Итак, в софокловском Геракле эпилептоидное беспокойство, тревога связываются с эпилептоидной бесчувственностью и жестокостью.
В драме Еврипида «Геракл» автор идет еще дальше. Мы узнаем, что Геракл, вернувшись домой, в припадке безумия убивает жену и детей. Геракл погружается в сон, проснувшись же, ничего не помнит о совершенном злодеянии. Он с ужасом узнает о том, что им совершено. Припадок безумия Геракла очень напоминает эпилептическое сумеречное состояние сознания. Психиатров такой поворот должен склонить к мысли, что Геракла можно охарактеризовать не только как эпилептоидного психопата, но и как эпилептика. Однако следует учесть, что сам Еврипид трактует его поступок иначе: безумие было ниспослано Гераклу богиней Герой, которая ненавидела Геракла как незаконнорожденного сына своего супруга Зевса.
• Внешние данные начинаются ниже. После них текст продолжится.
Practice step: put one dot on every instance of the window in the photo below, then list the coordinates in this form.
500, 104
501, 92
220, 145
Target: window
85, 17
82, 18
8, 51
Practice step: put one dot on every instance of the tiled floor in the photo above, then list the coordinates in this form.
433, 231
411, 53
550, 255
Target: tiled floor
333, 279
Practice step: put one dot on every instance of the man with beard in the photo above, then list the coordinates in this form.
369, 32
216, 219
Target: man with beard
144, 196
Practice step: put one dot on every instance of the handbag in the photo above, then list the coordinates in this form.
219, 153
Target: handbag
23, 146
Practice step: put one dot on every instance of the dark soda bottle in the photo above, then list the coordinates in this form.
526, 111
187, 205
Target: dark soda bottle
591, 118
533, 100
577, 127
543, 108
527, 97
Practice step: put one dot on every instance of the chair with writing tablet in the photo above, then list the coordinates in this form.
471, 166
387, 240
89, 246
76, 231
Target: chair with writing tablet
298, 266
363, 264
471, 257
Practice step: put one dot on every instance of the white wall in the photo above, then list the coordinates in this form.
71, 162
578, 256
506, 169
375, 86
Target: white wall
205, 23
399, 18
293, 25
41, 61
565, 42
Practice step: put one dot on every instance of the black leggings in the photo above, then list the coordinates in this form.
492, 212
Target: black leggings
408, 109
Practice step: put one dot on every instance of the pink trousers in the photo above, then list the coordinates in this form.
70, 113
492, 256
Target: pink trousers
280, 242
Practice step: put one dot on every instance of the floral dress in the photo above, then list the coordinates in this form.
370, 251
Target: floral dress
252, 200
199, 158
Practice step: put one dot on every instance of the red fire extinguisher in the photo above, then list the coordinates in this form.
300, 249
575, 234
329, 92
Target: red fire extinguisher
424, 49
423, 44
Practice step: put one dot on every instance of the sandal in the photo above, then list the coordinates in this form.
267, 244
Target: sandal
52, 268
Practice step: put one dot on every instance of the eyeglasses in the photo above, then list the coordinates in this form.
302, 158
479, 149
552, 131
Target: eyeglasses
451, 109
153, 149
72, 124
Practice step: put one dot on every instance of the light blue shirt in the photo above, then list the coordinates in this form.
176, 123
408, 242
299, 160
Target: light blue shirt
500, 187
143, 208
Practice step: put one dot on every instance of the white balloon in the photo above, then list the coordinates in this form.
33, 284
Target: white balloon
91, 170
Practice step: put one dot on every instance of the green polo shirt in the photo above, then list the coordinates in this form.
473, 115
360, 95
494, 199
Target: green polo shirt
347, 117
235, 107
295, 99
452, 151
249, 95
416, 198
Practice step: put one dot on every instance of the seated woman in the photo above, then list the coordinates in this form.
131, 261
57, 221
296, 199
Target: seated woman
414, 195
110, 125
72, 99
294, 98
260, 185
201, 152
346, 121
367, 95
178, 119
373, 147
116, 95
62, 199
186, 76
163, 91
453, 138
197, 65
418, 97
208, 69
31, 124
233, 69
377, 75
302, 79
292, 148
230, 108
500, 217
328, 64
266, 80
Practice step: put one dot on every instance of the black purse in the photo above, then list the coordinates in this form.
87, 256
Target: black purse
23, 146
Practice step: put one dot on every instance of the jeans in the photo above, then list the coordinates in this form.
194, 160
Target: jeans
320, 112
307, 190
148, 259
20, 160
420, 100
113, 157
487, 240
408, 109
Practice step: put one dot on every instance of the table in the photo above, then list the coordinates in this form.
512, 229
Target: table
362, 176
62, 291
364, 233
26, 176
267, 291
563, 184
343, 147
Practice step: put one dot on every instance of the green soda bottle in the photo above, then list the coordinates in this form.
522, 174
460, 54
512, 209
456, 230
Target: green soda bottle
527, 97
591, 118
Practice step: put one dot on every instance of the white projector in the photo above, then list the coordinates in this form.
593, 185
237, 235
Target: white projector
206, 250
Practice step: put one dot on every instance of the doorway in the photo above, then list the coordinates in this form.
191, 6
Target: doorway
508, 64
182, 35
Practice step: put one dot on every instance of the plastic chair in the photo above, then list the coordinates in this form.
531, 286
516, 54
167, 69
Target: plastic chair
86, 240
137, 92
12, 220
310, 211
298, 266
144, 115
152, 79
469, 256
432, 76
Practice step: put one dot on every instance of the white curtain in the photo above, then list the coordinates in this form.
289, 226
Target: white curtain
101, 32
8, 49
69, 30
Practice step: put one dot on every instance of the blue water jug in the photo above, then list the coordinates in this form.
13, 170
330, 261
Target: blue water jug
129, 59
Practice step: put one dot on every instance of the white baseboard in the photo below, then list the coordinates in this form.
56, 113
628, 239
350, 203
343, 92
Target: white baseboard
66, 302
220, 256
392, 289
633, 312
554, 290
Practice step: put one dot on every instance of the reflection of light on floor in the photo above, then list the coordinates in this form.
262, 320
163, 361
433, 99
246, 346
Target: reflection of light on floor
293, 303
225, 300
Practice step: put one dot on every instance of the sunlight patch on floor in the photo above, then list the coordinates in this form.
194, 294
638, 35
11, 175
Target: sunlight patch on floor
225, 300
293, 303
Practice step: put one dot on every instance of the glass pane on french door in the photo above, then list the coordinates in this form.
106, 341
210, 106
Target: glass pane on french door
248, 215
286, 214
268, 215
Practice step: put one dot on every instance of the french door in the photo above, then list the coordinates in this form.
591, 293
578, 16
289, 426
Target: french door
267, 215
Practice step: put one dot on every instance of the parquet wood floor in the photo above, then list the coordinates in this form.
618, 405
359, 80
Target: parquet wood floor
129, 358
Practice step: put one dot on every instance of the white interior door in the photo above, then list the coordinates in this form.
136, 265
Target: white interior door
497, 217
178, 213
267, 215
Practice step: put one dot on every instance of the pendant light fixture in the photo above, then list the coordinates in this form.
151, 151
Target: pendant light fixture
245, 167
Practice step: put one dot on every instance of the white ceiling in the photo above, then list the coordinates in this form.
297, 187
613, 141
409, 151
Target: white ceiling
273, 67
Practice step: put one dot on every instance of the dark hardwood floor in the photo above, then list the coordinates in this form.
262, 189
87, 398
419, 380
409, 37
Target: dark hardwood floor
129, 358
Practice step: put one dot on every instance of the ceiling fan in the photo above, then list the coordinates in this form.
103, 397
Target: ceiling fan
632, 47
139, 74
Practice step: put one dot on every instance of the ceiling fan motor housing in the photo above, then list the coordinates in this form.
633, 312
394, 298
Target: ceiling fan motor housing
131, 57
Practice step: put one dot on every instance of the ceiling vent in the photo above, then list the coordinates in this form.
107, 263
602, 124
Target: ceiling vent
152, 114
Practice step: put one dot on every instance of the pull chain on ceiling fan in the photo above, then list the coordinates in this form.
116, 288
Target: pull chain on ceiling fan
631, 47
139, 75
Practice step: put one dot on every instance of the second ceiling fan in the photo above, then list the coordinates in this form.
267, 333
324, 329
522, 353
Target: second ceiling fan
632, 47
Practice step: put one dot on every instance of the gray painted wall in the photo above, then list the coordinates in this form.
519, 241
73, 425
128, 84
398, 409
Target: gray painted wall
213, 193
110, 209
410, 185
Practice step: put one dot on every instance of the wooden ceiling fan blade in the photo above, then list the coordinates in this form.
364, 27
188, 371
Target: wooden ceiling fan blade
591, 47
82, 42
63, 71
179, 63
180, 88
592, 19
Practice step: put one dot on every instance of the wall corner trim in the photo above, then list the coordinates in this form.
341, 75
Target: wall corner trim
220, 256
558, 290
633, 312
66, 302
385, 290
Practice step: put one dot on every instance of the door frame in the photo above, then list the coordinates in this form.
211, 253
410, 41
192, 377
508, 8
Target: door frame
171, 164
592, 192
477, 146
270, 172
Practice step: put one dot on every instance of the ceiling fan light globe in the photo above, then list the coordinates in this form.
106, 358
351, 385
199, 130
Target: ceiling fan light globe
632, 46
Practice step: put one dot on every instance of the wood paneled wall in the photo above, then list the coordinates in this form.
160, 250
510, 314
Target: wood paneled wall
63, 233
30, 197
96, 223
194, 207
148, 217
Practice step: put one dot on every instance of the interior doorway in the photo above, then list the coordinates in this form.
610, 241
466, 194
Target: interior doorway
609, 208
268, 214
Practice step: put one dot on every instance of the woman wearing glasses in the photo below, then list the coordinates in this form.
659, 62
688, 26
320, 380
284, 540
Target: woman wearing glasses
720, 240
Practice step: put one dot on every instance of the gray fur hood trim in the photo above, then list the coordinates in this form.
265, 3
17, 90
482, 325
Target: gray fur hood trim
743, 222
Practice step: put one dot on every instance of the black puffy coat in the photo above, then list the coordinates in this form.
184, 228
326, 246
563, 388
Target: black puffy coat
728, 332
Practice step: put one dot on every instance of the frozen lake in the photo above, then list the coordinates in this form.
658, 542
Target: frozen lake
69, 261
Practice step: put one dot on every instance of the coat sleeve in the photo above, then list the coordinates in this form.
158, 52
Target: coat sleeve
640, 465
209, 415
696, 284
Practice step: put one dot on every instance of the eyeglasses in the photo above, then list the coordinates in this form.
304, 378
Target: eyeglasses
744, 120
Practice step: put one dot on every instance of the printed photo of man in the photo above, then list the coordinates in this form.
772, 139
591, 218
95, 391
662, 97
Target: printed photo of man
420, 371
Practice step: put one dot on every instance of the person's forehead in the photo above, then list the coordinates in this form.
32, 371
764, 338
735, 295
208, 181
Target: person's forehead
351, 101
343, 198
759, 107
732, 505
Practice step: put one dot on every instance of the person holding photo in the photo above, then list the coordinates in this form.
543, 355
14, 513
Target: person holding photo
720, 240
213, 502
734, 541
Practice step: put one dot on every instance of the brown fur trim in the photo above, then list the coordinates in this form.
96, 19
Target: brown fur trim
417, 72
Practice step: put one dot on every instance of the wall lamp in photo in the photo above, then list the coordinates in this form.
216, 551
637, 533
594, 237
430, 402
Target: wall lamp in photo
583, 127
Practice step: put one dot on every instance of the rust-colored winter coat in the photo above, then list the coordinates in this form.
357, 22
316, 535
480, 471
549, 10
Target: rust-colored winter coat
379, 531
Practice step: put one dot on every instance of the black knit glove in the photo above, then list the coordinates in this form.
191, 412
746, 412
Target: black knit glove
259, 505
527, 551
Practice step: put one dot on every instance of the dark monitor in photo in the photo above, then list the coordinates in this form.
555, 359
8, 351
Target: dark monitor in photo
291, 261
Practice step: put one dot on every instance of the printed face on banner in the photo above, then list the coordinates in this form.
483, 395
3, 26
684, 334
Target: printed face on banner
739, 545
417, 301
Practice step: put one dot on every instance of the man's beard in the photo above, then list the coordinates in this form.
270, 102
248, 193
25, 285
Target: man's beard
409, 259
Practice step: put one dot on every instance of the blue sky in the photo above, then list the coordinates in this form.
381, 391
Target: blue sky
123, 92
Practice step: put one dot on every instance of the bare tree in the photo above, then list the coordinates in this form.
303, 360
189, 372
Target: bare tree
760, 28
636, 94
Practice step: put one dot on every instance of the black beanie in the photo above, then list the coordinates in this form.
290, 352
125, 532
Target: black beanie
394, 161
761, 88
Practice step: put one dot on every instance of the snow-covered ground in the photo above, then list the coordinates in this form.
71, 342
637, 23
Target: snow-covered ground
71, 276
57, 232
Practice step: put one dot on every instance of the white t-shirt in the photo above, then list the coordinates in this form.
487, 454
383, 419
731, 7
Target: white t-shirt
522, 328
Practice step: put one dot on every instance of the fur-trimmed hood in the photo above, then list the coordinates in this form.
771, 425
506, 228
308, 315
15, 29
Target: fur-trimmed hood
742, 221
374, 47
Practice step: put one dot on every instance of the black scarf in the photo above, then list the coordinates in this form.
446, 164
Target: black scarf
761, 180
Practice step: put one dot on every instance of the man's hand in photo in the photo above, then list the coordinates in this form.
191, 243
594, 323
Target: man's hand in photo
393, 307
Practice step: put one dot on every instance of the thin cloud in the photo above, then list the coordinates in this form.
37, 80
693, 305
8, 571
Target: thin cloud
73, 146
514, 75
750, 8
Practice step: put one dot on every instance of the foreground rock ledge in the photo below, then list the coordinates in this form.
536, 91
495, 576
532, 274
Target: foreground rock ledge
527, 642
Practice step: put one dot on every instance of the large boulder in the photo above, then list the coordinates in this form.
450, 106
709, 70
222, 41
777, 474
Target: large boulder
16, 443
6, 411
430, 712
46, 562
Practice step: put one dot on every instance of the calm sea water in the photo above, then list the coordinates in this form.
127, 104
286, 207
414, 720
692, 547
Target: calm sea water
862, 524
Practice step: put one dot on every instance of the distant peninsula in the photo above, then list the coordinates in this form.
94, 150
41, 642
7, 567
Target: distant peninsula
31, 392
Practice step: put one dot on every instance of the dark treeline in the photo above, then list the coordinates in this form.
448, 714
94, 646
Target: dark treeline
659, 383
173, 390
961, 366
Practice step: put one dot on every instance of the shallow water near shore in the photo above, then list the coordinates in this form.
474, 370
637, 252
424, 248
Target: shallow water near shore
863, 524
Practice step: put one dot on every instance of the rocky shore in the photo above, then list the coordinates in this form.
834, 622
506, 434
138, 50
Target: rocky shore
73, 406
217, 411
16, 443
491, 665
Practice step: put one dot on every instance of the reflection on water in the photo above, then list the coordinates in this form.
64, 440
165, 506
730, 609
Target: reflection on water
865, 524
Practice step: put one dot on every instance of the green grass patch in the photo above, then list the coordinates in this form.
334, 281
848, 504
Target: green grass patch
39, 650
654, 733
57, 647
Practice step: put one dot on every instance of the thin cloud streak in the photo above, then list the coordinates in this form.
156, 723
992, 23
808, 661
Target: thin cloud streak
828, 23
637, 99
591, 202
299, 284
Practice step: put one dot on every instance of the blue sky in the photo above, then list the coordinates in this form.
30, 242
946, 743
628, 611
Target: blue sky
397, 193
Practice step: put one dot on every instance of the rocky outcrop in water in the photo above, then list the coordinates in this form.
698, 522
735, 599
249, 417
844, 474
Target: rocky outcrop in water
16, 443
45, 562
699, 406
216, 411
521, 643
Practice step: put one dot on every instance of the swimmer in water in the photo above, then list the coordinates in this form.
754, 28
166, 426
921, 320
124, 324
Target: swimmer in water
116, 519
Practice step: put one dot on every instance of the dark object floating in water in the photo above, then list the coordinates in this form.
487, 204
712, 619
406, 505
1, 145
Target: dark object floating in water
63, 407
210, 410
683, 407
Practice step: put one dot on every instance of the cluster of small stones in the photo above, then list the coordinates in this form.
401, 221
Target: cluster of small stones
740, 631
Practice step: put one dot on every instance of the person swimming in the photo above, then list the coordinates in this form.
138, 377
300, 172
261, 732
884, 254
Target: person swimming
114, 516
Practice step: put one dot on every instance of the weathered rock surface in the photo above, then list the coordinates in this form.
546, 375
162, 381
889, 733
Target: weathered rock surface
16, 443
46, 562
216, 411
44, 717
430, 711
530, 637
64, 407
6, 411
Как мы уже знаем, эпилептоидные личности в детстве склонны к побегам из дому, которые чаще всего представляются немотивированными. Розеггер описывает в повести «Яков последний» мальчика, который, несмотря на все воспитательные меры, систематически убегал из дому. «Ну, что ж, – читаем мы, – ведь Якелю всего 12 лет. Когда же и убегать, как ни в этом возрасте? А если он уже в таком возрасте не убежит, то когда же?» Однако следует отметить справедливости ради, что Якель – это дитя с характером бродяги, убегал не только в 12 лет, но и раньше (с. 87):
Своими особыми путями мальчик шел уже с раннего детства, неоднократно уходил с чужими людьми, а будучи пяти лет от роду, присоединился в городке С. к группе кочующих цыган.
Когда отец возвращал его домой и запирал, то он гневно, упрямо протестовал и возмущался, что, как нам известно, типично и для эпилептоидов-детей, и для эпилептоидов-взрослых. Впрочем, упорствование Якеля продолжалось несколько дольше, чем у эпилептоидов.